Someday, perhaps. When all the debts were canceled out, repaid in full.
Someday.
But not this day.
They turned off Calle Ocho into a residential side street, rolling along past neatly kept houses, many of them with shrines on the lawns, devoted to Saint Lazarus.
Only a parable now to the Catholic church, Lazarus was a living hero to the exiles for his ability to persevere through poverty and pain. They saw themselves in Lazarus — and shared the hope that broken lives might one day be revived in Cuba libre. Saint Lazarus was the living symbol of rebirth, of the human spirit's stubborn refusal to stay down.
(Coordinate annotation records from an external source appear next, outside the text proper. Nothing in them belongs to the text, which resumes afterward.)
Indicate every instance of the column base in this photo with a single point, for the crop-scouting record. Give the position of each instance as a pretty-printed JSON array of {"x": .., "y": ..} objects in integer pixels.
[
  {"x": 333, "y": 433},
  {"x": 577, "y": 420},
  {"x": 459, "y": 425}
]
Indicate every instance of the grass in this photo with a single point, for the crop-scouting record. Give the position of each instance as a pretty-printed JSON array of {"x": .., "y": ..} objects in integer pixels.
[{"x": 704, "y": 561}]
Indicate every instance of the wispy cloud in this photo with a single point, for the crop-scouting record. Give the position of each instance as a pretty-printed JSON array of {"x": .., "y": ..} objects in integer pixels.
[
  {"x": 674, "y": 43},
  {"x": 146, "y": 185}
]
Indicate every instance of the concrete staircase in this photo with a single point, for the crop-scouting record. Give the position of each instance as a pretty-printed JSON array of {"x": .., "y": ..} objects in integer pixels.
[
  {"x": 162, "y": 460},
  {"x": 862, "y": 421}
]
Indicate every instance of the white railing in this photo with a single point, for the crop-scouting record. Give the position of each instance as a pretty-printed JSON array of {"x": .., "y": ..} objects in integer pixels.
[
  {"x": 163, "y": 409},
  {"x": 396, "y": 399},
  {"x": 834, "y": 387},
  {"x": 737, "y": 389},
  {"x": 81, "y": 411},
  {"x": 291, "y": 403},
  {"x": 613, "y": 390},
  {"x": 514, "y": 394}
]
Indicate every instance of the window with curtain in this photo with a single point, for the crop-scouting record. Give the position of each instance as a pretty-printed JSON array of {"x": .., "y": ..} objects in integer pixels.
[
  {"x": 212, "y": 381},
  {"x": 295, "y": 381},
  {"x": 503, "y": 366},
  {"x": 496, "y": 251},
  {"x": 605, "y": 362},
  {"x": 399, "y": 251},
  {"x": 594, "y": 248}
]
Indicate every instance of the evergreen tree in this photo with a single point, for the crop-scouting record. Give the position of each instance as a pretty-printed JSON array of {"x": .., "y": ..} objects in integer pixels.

A few more blocks, the houses smaller now, devoid of shrines, still neat but no longer picturesque. Beside the driver, Toro scanned the houses, searching for a number, finally picking out the one he sought.
A curt instruction to the driver, and they cruised past the target house, not even slowing. Nothing in their posture would have told a watcher that the men were hunting, and that they had found their prey upon this quiet street.
The driver took a right at the next intersection, parking out of sight and killing the engine. They unloaded, Toro taking time to readjust the pistol in his waistband, waiting for the others to form a tight semicircle at the curb. The four men were alert, trying to watch every direction at once, as if expecting an ambush on this placid residential boulevard.
In recent years the Cuban community had become fragmented, different factions violently at odds. Little Havana had assumed the atmosphere of a city under siege — but from within. There was no enemy outside the gates; the city's people had engaged each other in a silent — sometimes deadly — war of ideologies.
And on the surface everything was unity, a people joined unanimously in their opposition to Castro and his regime in Cuba. But beneath the calm exterior, guerrillas schemed and turned on each other more than on the common enemy. They dealt in secrets, drugs and death, each splinter movement striving to become the voice of a people in exile.